Subrogation and How It Affects You
Subrogation is a term that's understood in legal and insurance circles but often not by the people they represent. If this term has come up when dealing with your insurance agent or a legal proceeding, it would be to your advantage to understand the steps of how it works. The more you know, the more likely it is that relevant proceedings will work out favorably.
An insurance policy you have is a commitment that, if something bad happens to you, the insurer of the policy will make good without unreasonable delay. If your vehicle is hit, insurance adjusters (and the courts, when necessary) decide who was at fault and that person's insurance pays out.
But since ascertaining who is financially responsible for services or repairs is often a time-consuming affair – and delay in some cases compounds the damage to the victim – insurance companies usually decide to pay up front and figure out the blame afterward. They then need a mechanism to recoup the costs if, when all the facts are laid out, they weren't actually responsible for the expense.
For Example
You arrive at the emergency room with a deeply cut finger. You hand the receptionist your health insurance card and she takes down your coverage information. You get stitches and your insurer is billed for the services. But the next afternoon, when you clock in at work – where the injury occurred – you are given workers compensation forms to turn in. Your workers comp policy is actually responsible for the costs, not your health insurance. It has a vested interest in getting that money back somehow.

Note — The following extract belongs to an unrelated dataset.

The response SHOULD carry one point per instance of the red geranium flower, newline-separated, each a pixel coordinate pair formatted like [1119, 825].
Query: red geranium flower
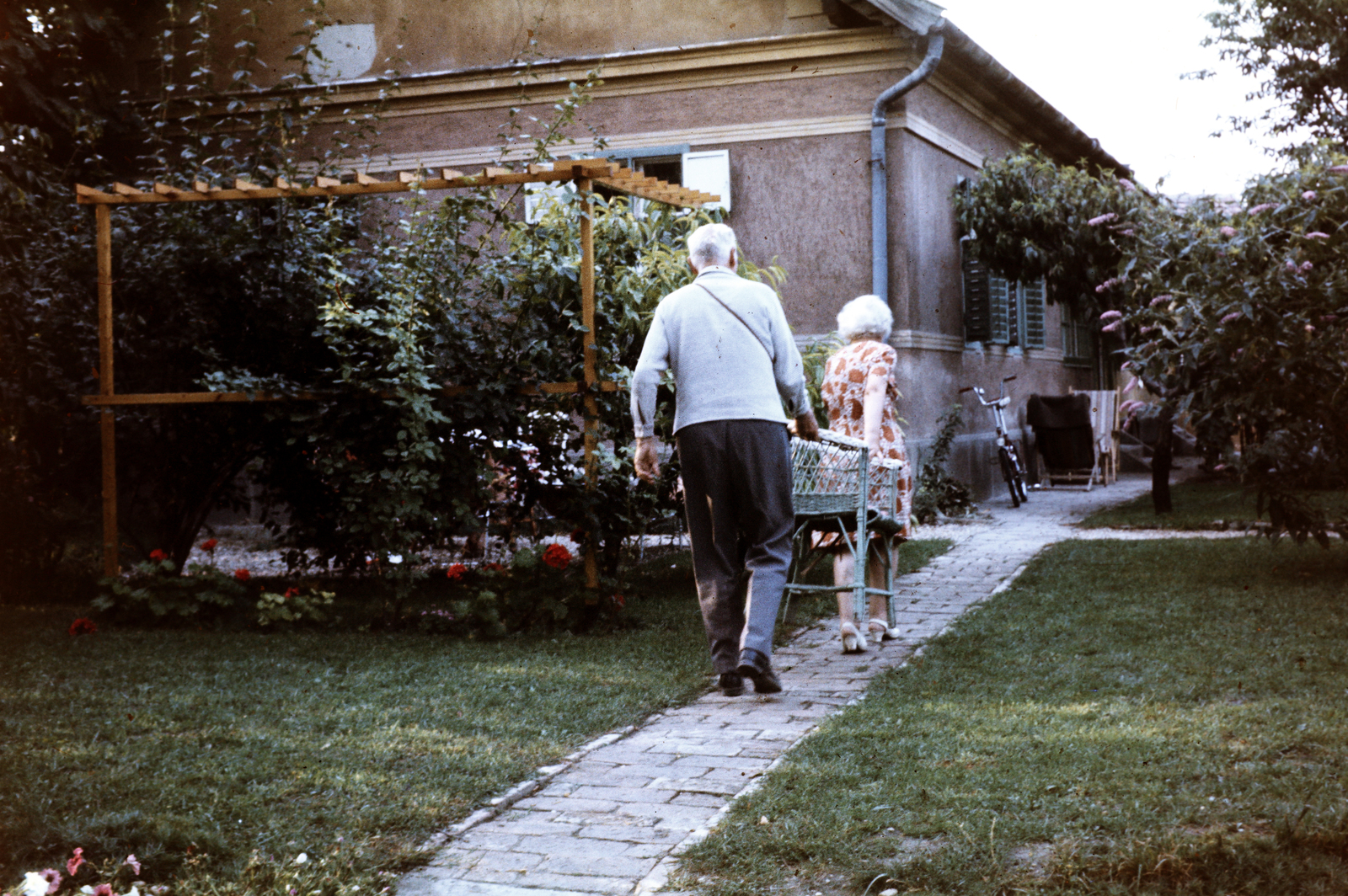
[83, 627]
[557, 557]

How Does Subrogation Work?
This is where subrogation comes in. It is the process that an insurance company uses to claim reimbursement when it pays out a claim that turned out not to be its responsibility. Some companies have in-house property damage lawyers and personal injury attorneys, or a department dedicated to subrogation; others contract with a law firm. Ordinarily, only you can sue for damages done to your person or property. But under subrogation law, your insurer is considered to have some of your rights for having taken care of the damages. It can go after the money that was originally due to you, because it has covered the amount already.
How Does This Affect the Insured?
For one thing, if your insurance policy stipulated a deductible, your insurer wasn't the only one that had to pay. In a $10,000 accident with a $1,000 deductible, you have a stake in the outcome as well – namely, $1,000. If your insurance company is timid on any subrogation case it might not win, it might opt to get back its losses by upping your premiums. On the other hand, if it has a proficient legal team and goes after those cases enthusiastically, it is acting both in its own interests and in yours. If all $10,000 is recovered, you will get your full $1,000 deductible back. If it recovers half (for instance, in a case where you are found 50 percent accountable), you'll typically get $500 back, depending on the laws in your state.
Additionally, if the total expense of an accident is more than your maximum coverage amount, you may have had to pay the difference. If your insurance company or its property damage lawyers, such as auto accident attorneys Columbus GA, successfully press a subrogation case, it will recover your costs in addition to its own.
All insurers are not created equal. When comparing, it's worth scrutinizing the records of competing firms to evaluate if they pursue valid subrogation claims; if they resolve those claims without dragging their feet; if they keep their customers informed as the case proceeds; and if they then process successfully won reimbursements quickly so that you can get your funding back and move on with your life. If, on the other hand, an insurance agency has a record of paying out claims that aren't its responsibility and then covering its bottom line by raising your premiums, you should keep looking.